Daphne Cockwell Gallery of Canada: First Peoples | Level 1

Providing cultural context for Canada's First Peoples

This gallery explores Indigenous peoples through their ancestral objects and through their engagement with settler-colonist collectors. The objects on view tell stories of Indigenous identity, traditions, and beliefs across time, speaking to the vibrancy of Indigenous cultures both past and present.

The continuing legacy of Canada's First Peoples comes alive in this multi-layered gallery that discusses the complex relationship between past traditions and present life, the work of collectors who sought to document the unique experiences of Indigenous cultures, the development of museums where First Peoples’ material culture could be preserved, and through contemporary art, provide a sense of what it means to be a person of Indigenous ancestry in the contemporary world. European contact brought much change to Indigenous culture, but with this contact came new materials, new markets, and new opportunities for Indigenous cultural expression.

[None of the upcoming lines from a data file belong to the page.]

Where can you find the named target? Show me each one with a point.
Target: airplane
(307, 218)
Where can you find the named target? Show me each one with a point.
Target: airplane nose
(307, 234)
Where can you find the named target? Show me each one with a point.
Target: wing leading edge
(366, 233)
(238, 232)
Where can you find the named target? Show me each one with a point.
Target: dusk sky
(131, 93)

Explore a rich cultural legacy embodied in objects devoted to travel, subsistence, family life, the spiritual world, and artistic expressions. Space devoted to rotating exhibitions brings First Peoples' contemporary works into focus and multimedia spaces allow visitors to hear and savour their rich oral culture. Included is a  circular theatre devoted to the screening of films and live performances by Canada’s First Peoples. With more than 1,000 objects, up to 80 percent of which are rotated for preservation purposes, this vital gallery will continually feature new displays on different Native peoples.

About the Gallery


More than 1,000 objects provide a cultural context for Canada's First Peoples and examine the economic and social forces that have influenced Native culture and art.


Canada, west to the Pacific Ocean, north to the Arctic, east to the Atlantic, with some artifacts from cultures in Alaska and south of the Canada-United States border.


From Pre-European times to the present day.